Ce journalisme qui voit du fascisme chez ceux qui osèrent critiquer les injections expérimentales Covid-19, mais des victimes de l’antisémitisme chez des hooligans d’extrême droite qui chantent à Amsterdam « Il n’y a pas d’écoles à Gaza parce qu’il n’y a plus d’enfants! ». Ceux qui se nomment les Maccabi Fanatics, sont connus pour leur racisme, injuriant un joueur israélien arabe du club, tabassant un citoyen en 2015 à Athènes, parce qu’il portait un keffieh, ou en 2020 molestant des manifestants qui critiquaient la politique économique de Netanyahou. Ceux qui feraient bien des pogroms pour les arabes, ont à Amsterdam arraché des drapeaux israéliens et agressé des chauffeurs de taxi arabes.

1min42: https://www.youtube.com/watch?v=RMhazxtfino&ab_channel=L%27Orient-LeJour

Ce journalisme donc, où il faut être aveugle pour ne pas voir qu’il ne cherche aucunement la vérité, mais plutôt à présenter le réel tel qu’il faut qu’il soit… tout ce qui s’en écarte étant qualifié de complotisme, extrême droite, ou antisémitisme. Comme ces ectoplasmes sur les réseaux, qui ni n’écoutent ni ne lisent ce que nous faisons, nous traitant d’antisémite alors que nous ne faisons que de dénoncer le fascisme de certains. Ah l’identité, ces appartenances qui rendent incapables une humanité universelle et transforment en victimes des bourreaux.

Sinon, depuis l’élection de Trump, Zelensky a du mal à dormir. Il a sans doute compris que ses anciens amis étaient en train de devenir ses ennemis et qu’il risquait de balancer à une corde dans peu de temps, à moins de fuir dans une des ses villas payées avec les fonds extorqués. Est-ce dans ce cadre qu’intervient une éventuelle autorisation de Washington que l’Ukraine frappe la Russie avec des missiles longue portée ? Poutine doit trembler face aux menaces du pantin. Enfin, si cela devait être vrai, serait-ce le début de la fin ? Biden bientôt mort souhaiterait-il emporter l’humanité avec lui. N’est-ce pas un peu ingénu de penser qu’il a ce pouvoir ?

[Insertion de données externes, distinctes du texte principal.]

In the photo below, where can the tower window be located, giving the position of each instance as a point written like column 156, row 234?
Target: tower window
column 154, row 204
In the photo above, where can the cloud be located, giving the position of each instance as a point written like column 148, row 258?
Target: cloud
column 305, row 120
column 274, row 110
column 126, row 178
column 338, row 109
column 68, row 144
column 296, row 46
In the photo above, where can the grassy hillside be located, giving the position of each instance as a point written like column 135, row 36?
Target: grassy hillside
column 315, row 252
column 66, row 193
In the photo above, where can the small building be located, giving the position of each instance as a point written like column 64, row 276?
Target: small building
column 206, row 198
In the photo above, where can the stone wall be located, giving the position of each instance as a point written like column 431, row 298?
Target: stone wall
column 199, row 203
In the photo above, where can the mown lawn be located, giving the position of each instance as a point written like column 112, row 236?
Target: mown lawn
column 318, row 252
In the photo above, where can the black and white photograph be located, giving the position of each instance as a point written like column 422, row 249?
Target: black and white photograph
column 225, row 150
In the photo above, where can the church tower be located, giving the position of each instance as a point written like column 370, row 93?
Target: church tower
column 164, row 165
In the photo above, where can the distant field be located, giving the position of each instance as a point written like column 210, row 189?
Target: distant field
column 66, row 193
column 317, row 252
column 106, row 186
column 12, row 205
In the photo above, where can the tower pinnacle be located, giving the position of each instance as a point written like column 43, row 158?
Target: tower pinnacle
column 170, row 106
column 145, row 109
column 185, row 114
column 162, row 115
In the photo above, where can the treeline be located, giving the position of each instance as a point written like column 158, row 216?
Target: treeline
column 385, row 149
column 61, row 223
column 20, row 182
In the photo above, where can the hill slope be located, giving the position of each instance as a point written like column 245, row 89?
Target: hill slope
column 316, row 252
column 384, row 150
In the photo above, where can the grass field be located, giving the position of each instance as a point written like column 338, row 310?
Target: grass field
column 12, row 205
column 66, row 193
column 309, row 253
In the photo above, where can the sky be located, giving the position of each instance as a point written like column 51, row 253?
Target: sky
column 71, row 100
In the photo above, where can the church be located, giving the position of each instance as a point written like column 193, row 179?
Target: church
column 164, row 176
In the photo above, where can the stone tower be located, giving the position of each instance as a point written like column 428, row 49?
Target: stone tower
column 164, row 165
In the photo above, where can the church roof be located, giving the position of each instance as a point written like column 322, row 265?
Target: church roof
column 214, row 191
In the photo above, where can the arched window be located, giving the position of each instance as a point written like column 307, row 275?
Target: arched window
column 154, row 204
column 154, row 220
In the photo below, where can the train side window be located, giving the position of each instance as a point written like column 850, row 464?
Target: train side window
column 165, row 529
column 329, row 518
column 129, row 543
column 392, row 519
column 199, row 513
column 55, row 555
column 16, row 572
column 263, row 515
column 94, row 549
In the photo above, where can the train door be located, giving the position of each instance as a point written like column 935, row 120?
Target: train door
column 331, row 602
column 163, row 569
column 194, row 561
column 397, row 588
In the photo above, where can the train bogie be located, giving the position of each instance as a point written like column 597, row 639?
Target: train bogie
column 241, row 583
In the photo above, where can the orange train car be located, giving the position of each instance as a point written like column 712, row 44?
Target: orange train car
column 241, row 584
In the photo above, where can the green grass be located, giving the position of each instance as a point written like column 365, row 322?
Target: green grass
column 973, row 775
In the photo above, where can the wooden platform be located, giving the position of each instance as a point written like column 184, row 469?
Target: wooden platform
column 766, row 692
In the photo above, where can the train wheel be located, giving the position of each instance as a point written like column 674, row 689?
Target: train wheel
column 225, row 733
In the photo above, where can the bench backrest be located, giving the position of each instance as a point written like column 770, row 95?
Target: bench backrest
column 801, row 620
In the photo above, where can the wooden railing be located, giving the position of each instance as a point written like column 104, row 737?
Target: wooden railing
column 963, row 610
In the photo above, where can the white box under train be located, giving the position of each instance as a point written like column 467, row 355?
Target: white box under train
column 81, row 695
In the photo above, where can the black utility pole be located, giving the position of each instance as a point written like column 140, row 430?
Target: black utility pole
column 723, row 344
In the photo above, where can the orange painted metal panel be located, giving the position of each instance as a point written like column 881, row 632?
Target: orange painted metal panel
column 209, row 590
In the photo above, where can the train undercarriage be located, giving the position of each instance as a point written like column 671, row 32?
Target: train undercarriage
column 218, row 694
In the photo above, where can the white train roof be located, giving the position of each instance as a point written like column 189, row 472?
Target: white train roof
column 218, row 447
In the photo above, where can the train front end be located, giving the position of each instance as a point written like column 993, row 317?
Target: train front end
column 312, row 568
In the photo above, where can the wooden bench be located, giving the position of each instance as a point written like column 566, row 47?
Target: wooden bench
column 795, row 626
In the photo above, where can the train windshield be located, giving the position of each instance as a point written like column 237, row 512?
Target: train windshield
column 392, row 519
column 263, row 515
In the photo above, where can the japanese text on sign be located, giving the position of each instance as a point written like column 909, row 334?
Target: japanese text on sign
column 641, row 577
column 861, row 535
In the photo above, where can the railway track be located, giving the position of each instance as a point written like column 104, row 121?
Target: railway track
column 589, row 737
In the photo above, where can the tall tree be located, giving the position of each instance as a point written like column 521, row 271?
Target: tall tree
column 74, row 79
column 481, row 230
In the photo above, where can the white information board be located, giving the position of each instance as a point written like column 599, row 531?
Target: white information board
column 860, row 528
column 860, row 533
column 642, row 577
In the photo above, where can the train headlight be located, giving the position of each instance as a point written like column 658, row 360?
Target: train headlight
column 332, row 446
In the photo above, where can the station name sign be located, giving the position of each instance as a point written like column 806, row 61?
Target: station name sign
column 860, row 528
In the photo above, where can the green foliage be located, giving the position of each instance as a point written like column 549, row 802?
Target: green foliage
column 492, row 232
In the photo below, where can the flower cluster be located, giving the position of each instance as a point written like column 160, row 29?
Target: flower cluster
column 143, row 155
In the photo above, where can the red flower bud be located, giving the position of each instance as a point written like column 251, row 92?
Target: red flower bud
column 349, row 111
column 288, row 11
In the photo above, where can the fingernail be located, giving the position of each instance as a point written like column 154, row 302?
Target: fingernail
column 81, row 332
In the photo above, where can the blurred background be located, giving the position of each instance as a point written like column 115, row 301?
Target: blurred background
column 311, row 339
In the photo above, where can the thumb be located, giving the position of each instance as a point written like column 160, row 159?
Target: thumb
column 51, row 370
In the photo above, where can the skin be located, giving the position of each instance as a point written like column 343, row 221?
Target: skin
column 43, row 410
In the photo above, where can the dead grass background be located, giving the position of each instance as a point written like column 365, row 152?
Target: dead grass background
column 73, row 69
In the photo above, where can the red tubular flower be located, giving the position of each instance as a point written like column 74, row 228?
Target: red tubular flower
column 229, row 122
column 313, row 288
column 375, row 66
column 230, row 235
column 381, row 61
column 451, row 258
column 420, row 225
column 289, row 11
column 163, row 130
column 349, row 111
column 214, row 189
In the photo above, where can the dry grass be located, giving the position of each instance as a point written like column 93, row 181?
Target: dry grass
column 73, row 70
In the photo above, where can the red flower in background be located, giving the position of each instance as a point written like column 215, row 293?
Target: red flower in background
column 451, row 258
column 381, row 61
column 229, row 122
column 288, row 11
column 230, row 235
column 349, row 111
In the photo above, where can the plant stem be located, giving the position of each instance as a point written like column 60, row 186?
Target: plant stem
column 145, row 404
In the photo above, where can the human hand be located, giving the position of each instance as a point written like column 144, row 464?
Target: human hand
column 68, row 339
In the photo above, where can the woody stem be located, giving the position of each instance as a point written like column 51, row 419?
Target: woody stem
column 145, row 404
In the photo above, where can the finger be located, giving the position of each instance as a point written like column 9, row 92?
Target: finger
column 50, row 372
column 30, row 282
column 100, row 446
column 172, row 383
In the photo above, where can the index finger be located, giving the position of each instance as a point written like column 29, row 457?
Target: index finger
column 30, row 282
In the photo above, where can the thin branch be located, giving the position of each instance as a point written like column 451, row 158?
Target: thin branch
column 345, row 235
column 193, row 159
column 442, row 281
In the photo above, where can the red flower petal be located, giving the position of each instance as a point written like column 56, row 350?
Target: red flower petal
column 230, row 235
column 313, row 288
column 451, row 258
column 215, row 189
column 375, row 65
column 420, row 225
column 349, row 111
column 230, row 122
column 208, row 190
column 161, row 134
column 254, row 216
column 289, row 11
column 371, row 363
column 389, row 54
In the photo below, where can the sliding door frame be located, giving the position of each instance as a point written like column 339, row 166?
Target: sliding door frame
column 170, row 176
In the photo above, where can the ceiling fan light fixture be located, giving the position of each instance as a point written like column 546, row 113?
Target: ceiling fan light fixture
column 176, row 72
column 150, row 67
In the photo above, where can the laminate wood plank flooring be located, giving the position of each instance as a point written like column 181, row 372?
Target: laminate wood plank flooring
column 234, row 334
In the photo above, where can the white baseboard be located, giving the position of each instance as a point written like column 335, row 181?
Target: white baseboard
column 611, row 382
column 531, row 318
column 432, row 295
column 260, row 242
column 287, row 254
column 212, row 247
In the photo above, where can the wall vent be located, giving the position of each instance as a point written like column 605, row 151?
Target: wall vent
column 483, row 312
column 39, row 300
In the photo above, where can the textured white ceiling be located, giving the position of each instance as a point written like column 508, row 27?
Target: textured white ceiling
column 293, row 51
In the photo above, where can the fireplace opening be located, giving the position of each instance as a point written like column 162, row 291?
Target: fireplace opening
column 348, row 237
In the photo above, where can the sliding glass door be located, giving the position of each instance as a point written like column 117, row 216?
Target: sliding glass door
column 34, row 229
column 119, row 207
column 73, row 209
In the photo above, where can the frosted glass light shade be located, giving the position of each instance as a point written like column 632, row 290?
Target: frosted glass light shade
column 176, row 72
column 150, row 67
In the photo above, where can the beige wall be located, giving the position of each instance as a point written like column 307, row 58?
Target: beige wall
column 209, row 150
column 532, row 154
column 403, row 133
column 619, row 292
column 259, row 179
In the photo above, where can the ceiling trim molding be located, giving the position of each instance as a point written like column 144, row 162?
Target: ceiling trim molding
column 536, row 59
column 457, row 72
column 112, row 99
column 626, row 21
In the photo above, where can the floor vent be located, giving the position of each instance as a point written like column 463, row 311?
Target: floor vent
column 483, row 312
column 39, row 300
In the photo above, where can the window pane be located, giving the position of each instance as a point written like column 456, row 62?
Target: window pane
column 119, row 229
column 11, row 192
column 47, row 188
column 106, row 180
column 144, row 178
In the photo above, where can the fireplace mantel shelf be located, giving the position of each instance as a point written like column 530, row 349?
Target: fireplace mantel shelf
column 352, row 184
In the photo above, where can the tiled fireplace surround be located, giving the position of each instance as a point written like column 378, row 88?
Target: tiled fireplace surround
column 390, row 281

Pendant ce temps, les commissaires européens négocient en secret pour finaliser le Mercosur, derniers coups donnés aux agriculteurs européens. S’en foutent les commissaires, vous les aviez vu pleurer avant cela devant les suicides des agriculteurs tous les deux jours en France ?

Pour notre part, on continue. Ne vous étonnez pas à ce titre de voir la vignette en haut à gauche de notre site, condamné à publier le jugement contre nous, initié par des gens bien comme Robert Levy, la Trust Merchant Bank et l’ancien présidentiable congolais Moïse Katumbi : 20.000€, voilà ce qu’il nous en aura coûté. Si nous reconnaissons certaines erreurs, le montant laisse à réfléchir. Si on voulait tuer la presse libre, on ne ferait pas autrement. Est-ce d’ailleurs un hasard si l’avocat d’une des parties avait qualifié Kairos de journal antisémite au cours de sa plaidoirie… La boucle est bouclée.

Cette semaine, vous me retrouverez en interview avec Rémi Tell [émission remise à la semaine prochaine], jeudi en direct avec un D-Krypt hebdo avec presque 11 médecins condamnés par l’Ordre, et puis le 23 novembre nous serons présents pour la journée à Liège avec Emmanuel Darles et Thierry Vanderlinden, et très bientôt une interview de Frédéric Baldan.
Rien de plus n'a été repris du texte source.